Was war das nur für ein scheußliches Wetter, das am 30. November des Jahres 1988 seine klammen und eisigen Finger nach uns ausstreckte, so als wolle es uns alle auf seine Kraft aufmerksam machen, alle Pläne durchkreuzen oder der kränkelnden DDR gar den Todesstoß versetzen...

Die Temperaturen bewegten sich um den Gefrierpunkt und sanken bisweilen auch etwas tiefer in den Keller. Dieses Winterwetter setzte sich tagelang so fort, so daß der Frost in den Boden eindringen konnte, um ihn spröde und hart zu machen, ihn quasi auf möglichen Schnee vorzubereiten.

Nichts Außergewöhnliches also, wenn da nicht die warmen Temperaturen in den oberen und die kältere in den unteren Luftschichten gewesen wären, die den Niederschlag in Eisregen verwandelte. Niederschlag, der den gesamten mitteldeutschen Raum bald in eine wahre Eisarena verwandelte, so als hätte ein mächtiger Glasermeister den Auftrag erhalten das ganze Land mit einer gläsernen Schicht zu überziehen.

Die Meteorologen hatten gewarnt, diese scheinbare Laune wohl erkannt, doch keiner konnte die Tragweite dessen vorausahnen, was in der Nacht vom 29. zum 30. November bis in die Vormittagsstunden hinein geschah:

Straßen und Plätze, Autobahnen und Gehwege, Häuser und Bäume einfach alles was von dem eisigen Regen erreicht werden konnte, bekam eine Eisschicht verpaßt, die sich gleichsam einer Parkettversiegelung glasklar auf alle diese Dinge legte, um sie wie von Zauberhand erstarren zu lassen.

Das Chaos war in den Nacht- und Morgenstunden des 30. November perfekt.

Stehende PKW rutschten wenn sie an einer abschüssigen Stelle standen (ohne fremdes Zutun) ganz einfach in den Straßengraben.

Der gesamte Verkehr auf Straße und Schiene kam zum erliegen, Krankenwagen und Polizei gelangten nicht an die Orte der Verunfallten.
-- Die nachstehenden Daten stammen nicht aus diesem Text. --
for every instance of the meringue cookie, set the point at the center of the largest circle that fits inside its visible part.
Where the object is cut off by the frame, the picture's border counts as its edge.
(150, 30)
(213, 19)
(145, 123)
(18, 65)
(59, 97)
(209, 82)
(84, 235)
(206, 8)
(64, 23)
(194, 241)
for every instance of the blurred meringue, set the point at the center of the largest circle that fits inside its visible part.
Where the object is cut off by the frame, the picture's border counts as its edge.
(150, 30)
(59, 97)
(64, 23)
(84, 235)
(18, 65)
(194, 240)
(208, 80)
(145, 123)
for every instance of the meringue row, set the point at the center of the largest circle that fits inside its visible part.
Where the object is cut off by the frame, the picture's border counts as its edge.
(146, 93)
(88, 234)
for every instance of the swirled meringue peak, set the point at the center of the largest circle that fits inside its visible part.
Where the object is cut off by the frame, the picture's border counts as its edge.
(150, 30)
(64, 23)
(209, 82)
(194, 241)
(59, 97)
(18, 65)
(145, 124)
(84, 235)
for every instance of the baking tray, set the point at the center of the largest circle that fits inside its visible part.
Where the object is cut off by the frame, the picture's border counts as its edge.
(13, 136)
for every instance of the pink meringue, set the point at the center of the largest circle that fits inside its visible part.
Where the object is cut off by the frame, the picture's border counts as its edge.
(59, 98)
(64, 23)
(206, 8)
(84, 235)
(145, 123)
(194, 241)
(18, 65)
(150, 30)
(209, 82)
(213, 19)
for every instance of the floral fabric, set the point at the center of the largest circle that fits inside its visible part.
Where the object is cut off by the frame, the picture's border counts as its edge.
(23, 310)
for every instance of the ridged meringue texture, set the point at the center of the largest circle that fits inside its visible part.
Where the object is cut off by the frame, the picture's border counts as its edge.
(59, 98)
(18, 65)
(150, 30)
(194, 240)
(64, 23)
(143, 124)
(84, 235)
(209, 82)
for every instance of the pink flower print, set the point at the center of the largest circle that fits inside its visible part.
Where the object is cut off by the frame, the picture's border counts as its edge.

Telefon und Energieleitungen konnten die Last des Eises nicht mehr tragen und rissen wie Zwirnsfäden.
Auch die wie eingeschweißt wirkenden Äste der Bäume mußten ohnmächtig vor dem Naturereignis kapitulieren und viele von ihnen krachten berstend und splitternd zu Boden.

Der wirtschaftliche Schaden war kaum zu beziffern. Nichts ging mehr.

Kaum ein Mensch hatte dieses Wetter verstanden geschweige denn erwartet. Dennoch es galt für die Menschen mehr schlitternd als laufend, den glänzenden frostversiegelten Bürgersteig zu überwinden oder die Panzerung des wie in einer Zwangsjacke steckenden Autos mittels auftauen zu sprengen, und wenn auch mit großen Verspätungen, doch irgendwie auf Arbeit zu kommen.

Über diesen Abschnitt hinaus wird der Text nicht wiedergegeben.